Sorry, I cannot find the GAXPAR routine you're reffering to in dislin's index. Are you sure it is called exactly like that ?
Reply by M.S.B.: Yes, I am sure about the spelling of GAXPAR. It is the last routine in Chapter 4 of the DISLIN 9.5 PDF manual. Perhaps it is a new routine? Also there is another path to automatic scaling: SETSCL -- see Chapter 6.
So far, what I've been doing (apart from some "duck tape" solutions) is
use dislin; implicit none
real, dimension(5) :: &
x = [.5, 2., 3., 4., 5.], &
y = [10., 22., 34., 43., 15.]
real :: xa, xe, xor, xstp, &
ya, ye, yor, ystp
call setpag('da4p'); call metafl('xwin');
call disini(); call winkey('return');
call setscl(x,size(x),'x');
call setscl(y,size(y),'y')
call axslen(1680,2376) !(8/10)*2100 and 2970, respectively
call setgrf('name','name','line','line')
call incmrk(1); call hsymbl(3);
call graf(xa, xe, xor, xstp, ya, ye, yor, ystp); call curve(x,y,size(x))
call disfin()
end
which will put the extreme values right on the axis. Do you know perhaps how could I go to have one "major tick margin" on the outside, as to put some area between the curve and the axis (while still keeping setscl's effects) ?
Even if you don't like the built-in auto-scaling, if you are already using DISLIN, rolling your own auto-scaling will be easier than calling Fortran from MATLAB. You can use the Fortran intrinsic functions minval and maxval to find the smallest and largest values in the data, than write a subroutine to round outwards to "nice" round values. Similarly, a subroutine to decide on the tick-mark spacing.
This is actually not so easy to accomplish (and ideas to prove me wrong will be gladly appreciated). Or should I say, it is easy if you know the rough range in which your values will lie. But if you don't, and you don't know
whether your values will lie in the range of 13-34 or in the 1330-3440, then ...

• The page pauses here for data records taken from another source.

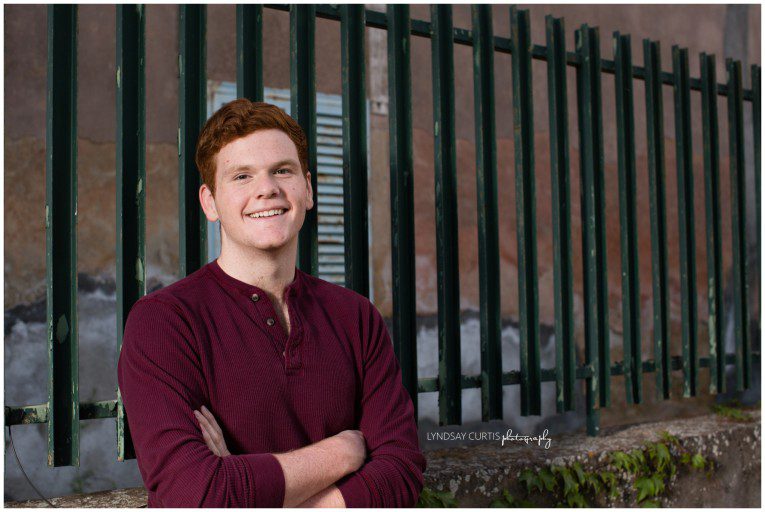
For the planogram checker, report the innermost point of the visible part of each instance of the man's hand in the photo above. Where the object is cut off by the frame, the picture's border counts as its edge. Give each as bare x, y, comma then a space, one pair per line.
212, 433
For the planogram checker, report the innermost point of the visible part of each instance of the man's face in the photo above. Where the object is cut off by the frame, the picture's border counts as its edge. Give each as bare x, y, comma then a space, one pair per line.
256, 175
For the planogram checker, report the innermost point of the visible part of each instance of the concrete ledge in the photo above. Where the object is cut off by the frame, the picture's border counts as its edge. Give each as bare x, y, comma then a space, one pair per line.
478, 474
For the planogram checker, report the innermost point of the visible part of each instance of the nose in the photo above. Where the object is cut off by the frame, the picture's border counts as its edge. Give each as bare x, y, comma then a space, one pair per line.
265, 185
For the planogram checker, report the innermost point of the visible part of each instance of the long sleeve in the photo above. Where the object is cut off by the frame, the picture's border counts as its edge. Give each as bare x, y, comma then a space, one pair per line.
161, 383
392, 475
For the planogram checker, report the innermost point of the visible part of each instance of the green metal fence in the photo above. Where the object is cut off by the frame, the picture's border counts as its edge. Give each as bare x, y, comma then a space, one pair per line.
63, 411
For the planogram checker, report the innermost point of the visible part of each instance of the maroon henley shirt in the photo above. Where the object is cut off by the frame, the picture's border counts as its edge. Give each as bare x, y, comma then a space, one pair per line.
210, 339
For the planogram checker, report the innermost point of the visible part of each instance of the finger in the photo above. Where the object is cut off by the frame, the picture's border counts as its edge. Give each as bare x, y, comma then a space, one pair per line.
210, 444
207, 414
216, 437
206, 434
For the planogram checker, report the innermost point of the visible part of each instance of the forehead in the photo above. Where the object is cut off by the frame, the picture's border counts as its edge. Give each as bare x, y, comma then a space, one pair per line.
258, 149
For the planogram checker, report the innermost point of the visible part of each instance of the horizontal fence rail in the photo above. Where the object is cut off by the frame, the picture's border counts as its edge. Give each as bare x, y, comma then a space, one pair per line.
63, 411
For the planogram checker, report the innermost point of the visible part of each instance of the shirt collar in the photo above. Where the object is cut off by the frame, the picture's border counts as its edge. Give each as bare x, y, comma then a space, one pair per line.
248, 289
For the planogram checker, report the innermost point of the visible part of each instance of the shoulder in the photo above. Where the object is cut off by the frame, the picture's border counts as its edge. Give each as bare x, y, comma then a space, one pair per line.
171, 308
179, 297
334, 296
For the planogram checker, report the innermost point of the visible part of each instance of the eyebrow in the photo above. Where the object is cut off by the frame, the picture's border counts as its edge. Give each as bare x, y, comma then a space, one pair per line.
287, 161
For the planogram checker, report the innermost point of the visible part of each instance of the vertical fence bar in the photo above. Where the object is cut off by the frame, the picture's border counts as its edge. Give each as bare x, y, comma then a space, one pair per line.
738, 217
131, 179
449, 364
488, 229
249, 52
402, 196
709, 123
683, 150
61, 238
523, 127
756, 98
625, 135
192, 111
565, 342
655, 133
597, 355
303, 105
355, 223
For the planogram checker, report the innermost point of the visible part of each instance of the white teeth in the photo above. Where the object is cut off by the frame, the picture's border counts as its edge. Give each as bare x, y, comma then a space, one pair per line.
269, 213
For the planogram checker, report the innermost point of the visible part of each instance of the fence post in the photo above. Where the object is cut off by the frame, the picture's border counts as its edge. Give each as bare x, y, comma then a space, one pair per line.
488, 235
713, 238
625, 135
303, 109
449, 363
192, 112
523, 127
61, 238
402, 196
131, 183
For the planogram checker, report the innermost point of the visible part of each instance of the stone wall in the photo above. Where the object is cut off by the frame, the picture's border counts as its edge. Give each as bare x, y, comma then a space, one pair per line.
477, 475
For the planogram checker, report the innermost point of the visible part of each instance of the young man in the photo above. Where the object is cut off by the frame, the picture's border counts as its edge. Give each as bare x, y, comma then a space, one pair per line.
294, 375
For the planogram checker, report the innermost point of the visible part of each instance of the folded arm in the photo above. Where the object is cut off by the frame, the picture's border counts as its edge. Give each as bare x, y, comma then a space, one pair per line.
161, 384
393, 473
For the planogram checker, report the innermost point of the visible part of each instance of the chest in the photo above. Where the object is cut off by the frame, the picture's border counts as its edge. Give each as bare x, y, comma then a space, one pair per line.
275, 392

... if I'm on the wrong track completely here, please, explain if you ment something different. My english is somewhat lacking, so I can only hope the above is understandable.
Inside a subroutine to determine round graph start/end values, you could scale the actual min/max values to always be between 1 and 10, then have a table to pick nice round values, then unscale back to the correct range.
--
Dump Matlab because its proprietary, expensive, bloated/slow and codes are not easy to parallelize.
What you should do is use something on the lines of DISLIN, PLplot, GINO, gnuplotfortran etc.